On RTE’s Today with Claire Byrne, presented by Damien O’Reilly.

Historian and former head of special projects at the National Archives of Ireland Catriona Crowe spoke about her essay in the Dublin Review which outlines how the testimony of Caroline O’Connor, Noelle Browne and Annette McKay – given to the Confidential Committee of the Commission of Investigation into Mother and Baby Homes – was misrepresented in the commission’s report.

Some 550 people’s testimony given to the Confidential Committee was excluded from the commission’s main report and did not help form the commission’s findings, one of which was that the commission did not find any evidence of forced adoptions. Ms O’Connor’s testimony explained how she was forced to give up her son for adoption.

From Ms Crowe’s interview….

Damien O’Reilly: “Just back, once again, to the discrepancies, that you discovered in your investigation and back to Caroline and to Noelle and, indeed to Annette later, who you refer to in your essay as well, explain, for example, how deep these discrepancies were?”

Catriona Crowe: “Well, in the case of Caroline O’Connor, we have what amounts to about a six-page vivid testimony which she wrote down, she gave a copy of that to the commission and she read it out during the course of her session with them. She spent just over an hour, speaking to the confidential committee. As you’ve just said, she had the brilliant inspiration to tape that herself. So I was able to listen to that tape and then identify Caroline in the confidential committee report where everything is anonymised so you don’t get the details of what institution people were in, or any allegations about individuals, fair enough. That would require them to be able to comment on it.
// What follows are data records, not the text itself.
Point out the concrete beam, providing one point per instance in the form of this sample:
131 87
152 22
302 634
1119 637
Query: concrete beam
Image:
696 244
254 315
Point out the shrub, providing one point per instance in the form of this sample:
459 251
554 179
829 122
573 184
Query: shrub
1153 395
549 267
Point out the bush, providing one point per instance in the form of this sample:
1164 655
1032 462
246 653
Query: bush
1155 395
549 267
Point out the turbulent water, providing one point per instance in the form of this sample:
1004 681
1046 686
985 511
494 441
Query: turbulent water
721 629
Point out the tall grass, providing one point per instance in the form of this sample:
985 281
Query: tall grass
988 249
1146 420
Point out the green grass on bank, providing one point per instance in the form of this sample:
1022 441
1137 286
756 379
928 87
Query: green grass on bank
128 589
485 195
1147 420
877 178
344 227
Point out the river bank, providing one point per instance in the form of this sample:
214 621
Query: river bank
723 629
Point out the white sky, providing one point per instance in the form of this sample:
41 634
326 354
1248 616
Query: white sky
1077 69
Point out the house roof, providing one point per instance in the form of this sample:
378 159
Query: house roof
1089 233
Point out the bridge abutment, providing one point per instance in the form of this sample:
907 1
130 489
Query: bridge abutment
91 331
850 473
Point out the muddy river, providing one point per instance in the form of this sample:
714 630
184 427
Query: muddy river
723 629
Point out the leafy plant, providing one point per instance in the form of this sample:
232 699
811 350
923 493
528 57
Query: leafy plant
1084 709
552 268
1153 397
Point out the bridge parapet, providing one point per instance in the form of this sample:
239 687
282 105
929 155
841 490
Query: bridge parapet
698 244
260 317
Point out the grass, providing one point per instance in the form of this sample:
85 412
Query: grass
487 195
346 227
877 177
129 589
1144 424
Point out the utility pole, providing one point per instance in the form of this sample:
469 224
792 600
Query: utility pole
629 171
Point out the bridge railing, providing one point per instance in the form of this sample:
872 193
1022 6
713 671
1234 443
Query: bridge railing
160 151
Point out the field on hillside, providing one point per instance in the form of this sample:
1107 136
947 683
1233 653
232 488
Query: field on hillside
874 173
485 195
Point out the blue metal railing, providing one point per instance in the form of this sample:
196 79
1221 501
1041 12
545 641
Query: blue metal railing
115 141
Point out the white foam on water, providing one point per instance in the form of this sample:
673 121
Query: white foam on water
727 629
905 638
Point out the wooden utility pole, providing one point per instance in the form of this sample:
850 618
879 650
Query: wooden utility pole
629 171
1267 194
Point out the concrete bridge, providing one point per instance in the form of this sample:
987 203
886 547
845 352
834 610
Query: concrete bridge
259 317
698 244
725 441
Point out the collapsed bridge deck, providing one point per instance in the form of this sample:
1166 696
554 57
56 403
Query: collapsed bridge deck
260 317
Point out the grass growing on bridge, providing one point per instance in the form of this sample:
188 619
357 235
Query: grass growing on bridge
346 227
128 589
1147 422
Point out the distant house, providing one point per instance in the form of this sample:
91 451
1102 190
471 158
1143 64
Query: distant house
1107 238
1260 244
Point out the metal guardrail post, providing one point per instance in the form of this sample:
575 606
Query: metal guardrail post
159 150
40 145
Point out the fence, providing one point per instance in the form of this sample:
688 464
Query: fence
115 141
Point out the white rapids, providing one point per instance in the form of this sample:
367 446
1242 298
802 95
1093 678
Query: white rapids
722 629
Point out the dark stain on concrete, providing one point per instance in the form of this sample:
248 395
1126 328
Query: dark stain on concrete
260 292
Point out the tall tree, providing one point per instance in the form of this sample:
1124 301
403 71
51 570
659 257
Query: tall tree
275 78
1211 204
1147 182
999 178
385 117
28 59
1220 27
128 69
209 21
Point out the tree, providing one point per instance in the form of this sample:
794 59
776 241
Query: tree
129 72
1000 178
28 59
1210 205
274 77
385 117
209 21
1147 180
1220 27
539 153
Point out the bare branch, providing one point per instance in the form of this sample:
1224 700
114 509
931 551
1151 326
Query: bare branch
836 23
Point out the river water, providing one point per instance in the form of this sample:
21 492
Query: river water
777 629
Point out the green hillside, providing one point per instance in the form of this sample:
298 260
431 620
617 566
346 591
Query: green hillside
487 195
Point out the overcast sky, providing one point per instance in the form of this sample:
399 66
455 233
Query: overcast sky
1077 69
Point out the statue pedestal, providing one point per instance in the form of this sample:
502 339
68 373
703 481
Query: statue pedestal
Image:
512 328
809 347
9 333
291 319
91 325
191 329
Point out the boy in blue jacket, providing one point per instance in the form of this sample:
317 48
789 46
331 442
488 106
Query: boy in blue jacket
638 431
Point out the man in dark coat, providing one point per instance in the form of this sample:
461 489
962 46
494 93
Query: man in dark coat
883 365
“So. Those six pages of vivid testimony, that hour long discussion that she had with the confidential committee is reduced to two paragraphs and three quotes. The three quotes allegedly come from her own words. One quote is accurate, one is entirely made up, it does not exist either in her own testimony or in the tape that was made. And the third is botched. She’s misquoted and it makes something very serious in her life sound grotesque in a way that it was not.

“So what does that tell us? It tells us that, yes, they made a tape, they told her they would make a tape, they said nothing about destroying the tape, by the way, after the event, which is of course what happened. Did they listen to the tape when they were coming to the point of trying to reduce this material down to a size for their confidential committee? It would seem they didn’t.
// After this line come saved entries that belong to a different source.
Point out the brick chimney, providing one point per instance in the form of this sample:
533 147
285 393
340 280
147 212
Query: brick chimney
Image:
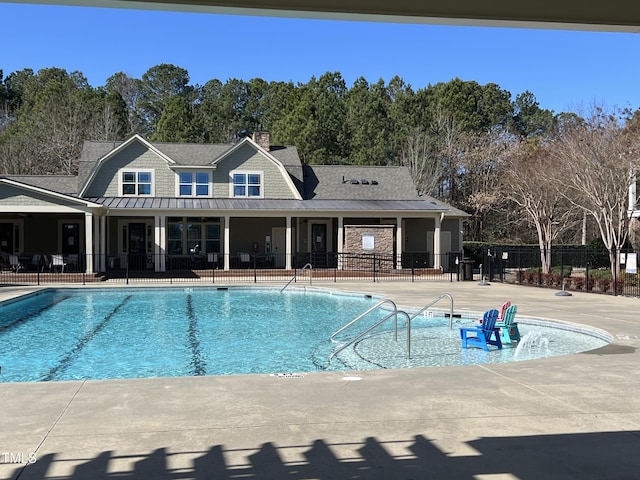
262 139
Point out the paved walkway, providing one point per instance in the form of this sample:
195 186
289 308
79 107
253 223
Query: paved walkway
573 417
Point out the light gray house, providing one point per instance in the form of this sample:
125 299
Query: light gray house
155 206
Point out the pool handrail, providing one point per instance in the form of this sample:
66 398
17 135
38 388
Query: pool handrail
364 314
295 275
395 314
432 303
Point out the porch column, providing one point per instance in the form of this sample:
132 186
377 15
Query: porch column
288 244
436 243
88 240
226 250
399 243
340 242
102 243
159 238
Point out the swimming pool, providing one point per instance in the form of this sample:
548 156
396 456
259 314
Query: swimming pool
71 334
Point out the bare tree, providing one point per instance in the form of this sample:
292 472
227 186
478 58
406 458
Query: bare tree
599 161
480 160
418 156
529 179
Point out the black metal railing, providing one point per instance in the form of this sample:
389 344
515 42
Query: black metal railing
572 268
234 267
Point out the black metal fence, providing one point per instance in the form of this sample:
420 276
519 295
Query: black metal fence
41 269
578 268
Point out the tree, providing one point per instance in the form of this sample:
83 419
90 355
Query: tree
529 120
315 120
368 123
528 179
419 157
176 124
599 159
128 90
478 108
158 85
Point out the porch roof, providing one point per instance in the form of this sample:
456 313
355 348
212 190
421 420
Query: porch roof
275 205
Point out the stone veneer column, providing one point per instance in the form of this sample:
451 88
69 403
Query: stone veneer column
436 243
340 242
288 244
399 243
88 240
226 252
159 233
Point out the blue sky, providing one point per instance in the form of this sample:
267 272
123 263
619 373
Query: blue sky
565 70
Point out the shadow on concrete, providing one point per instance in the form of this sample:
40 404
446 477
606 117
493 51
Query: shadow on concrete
610 455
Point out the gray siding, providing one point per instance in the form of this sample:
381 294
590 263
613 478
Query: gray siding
247 158
135 156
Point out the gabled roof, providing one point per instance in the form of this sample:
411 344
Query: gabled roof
353 182
268 155
54 195
64 184
116 151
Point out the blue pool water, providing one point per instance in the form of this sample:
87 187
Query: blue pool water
71 334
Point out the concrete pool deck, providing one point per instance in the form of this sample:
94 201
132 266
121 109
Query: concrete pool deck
571 417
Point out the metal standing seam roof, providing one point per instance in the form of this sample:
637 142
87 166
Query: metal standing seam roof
131 203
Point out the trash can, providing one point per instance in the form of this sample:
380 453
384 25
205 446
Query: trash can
467 269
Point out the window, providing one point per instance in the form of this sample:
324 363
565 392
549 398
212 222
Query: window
246 184
193 184
185 233
136 182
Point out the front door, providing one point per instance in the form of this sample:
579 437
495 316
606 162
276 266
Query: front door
6 238
137 246
279 246
319 245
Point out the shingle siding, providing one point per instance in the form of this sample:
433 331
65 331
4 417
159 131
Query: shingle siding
135 157
247 158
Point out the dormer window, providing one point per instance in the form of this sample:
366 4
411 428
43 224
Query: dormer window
246 184
136 182
194 184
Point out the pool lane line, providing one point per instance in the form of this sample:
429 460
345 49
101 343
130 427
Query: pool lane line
20 320
197 362
75 351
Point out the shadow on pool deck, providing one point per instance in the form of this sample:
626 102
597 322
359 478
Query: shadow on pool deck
563 417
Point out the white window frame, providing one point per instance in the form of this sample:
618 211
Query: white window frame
247 173
194 183
137 171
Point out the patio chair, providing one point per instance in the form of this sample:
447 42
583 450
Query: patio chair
501 313
245 259
483 335
212 258
508 326
57 261
14 261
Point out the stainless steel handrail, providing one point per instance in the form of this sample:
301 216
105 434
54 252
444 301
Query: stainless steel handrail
364 314
444 295
394 313
295 275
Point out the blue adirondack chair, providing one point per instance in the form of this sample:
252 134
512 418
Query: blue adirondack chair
508 326
483 335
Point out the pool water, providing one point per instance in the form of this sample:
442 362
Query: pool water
72 334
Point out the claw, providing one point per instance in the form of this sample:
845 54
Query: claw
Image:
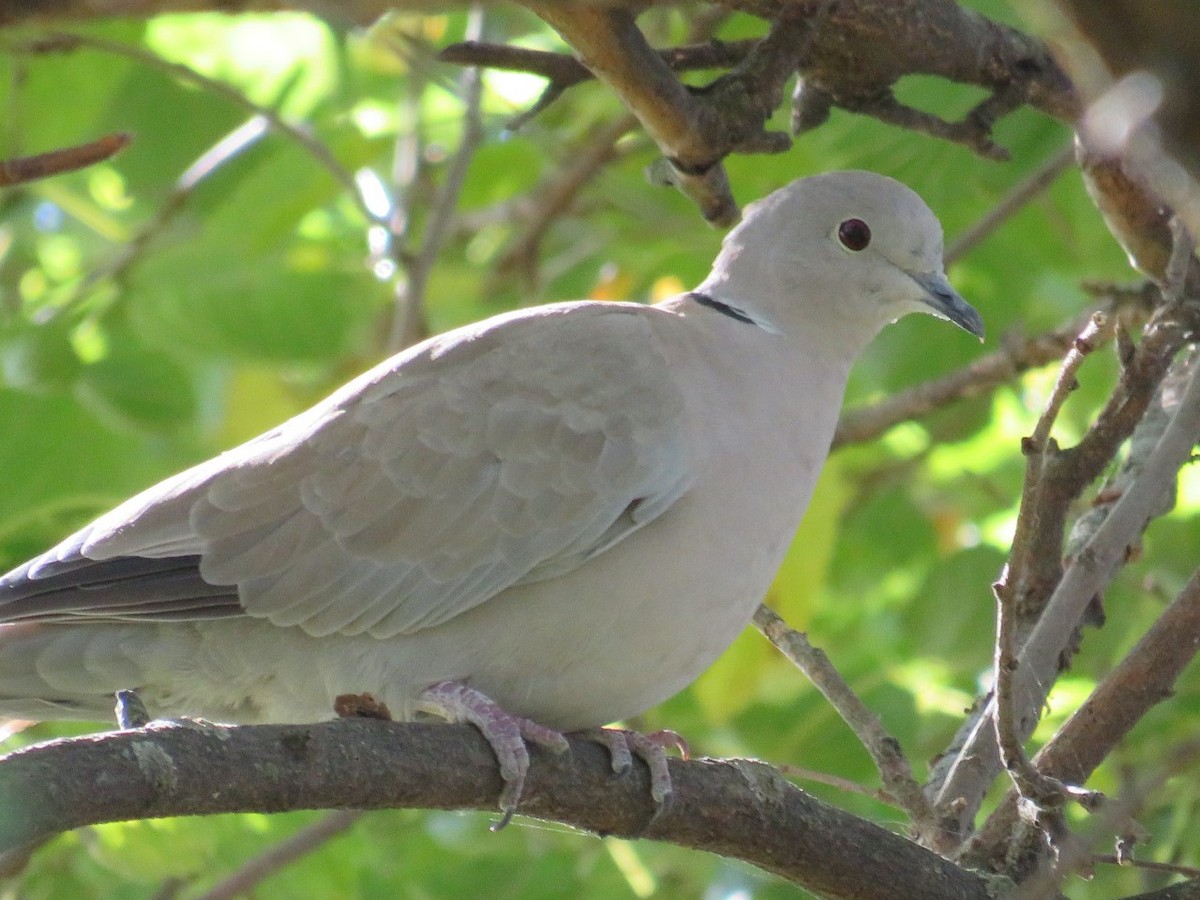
505 733
623 745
“They were taking notes. Were those notes impressionistic notes? Or were they made by a stenographer who knew shorthand? I mean we shouldn’t have to go into all of this detail. But it’s still a mystery how survivors could be so misquoted and misrepresented in the confidential committee and, primarily, so reduced. Two paragraphs from all that wonderful information.”

Later

O’Reilly: “Is the testimony, in its collective, does it take from the actual thrust of the final report when you take all of the testimonies together even if there are paragraphs here and quotes here and there. Do you think that it takes from the overall thrust and final report?”
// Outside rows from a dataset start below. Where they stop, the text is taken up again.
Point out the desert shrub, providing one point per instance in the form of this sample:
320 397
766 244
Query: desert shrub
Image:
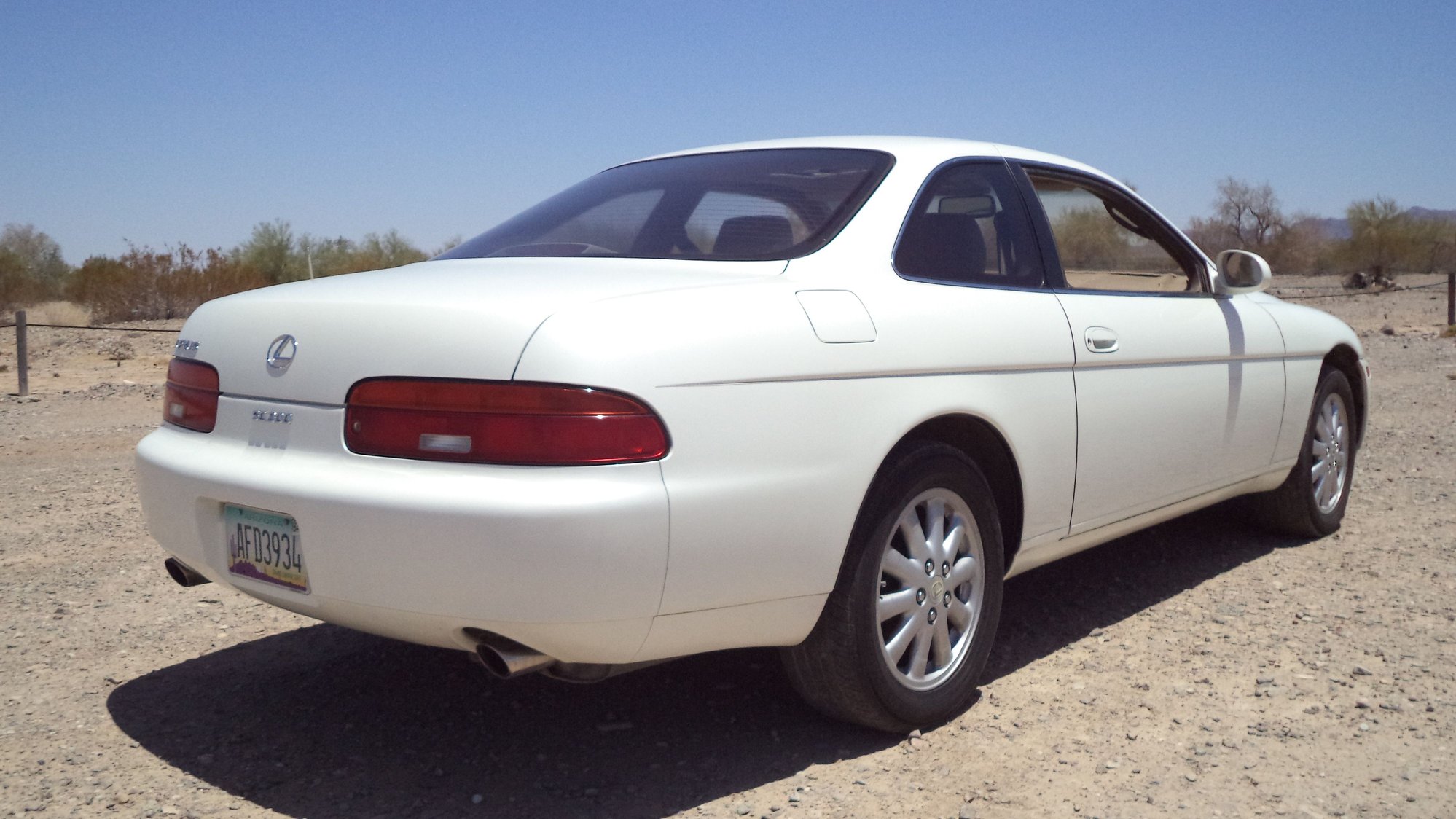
146 284
117 350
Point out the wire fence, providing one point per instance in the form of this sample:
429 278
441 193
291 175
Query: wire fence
90 328
1403 289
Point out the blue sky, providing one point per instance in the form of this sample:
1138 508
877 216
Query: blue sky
162 122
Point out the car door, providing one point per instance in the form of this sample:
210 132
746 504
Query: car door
989 326
1180 392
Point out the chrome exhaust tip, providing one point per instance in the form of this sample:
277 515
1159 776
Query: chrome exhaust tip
184 573
506 658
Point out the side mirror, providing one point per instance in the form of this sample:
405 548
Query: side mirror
1241 271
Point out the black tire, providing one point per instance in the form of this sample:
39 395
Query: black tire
843 668
1295 508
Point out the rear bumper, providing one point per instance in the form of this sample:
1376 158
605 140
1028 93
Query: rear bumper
568 560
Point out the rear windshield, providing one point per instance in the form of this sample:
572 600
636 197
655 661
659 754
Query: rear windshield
741 205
Crowe: “Well the fact is that the commission decided itself not to include it. This is main issue here. This is the real problem. The commission, by the admission of Professor Mary Daly who appeared at a seminar in Oxford last week, did not include the 550 testimonies to the confidential committee as part of their final report and those testimonies did not inform their conclusions. That is critical here. Because some of their conclusions were that there was no evidence of physical abuse in the mother and baby homes, no evidence of forced adoption, that the church and state were not the main perpetrators…”

O’Reilly: “Yeah, it was family members…”

Crowe: “Yes, it was family members and fathers which goes against every idea of historiography we have for the 20th Century, so….”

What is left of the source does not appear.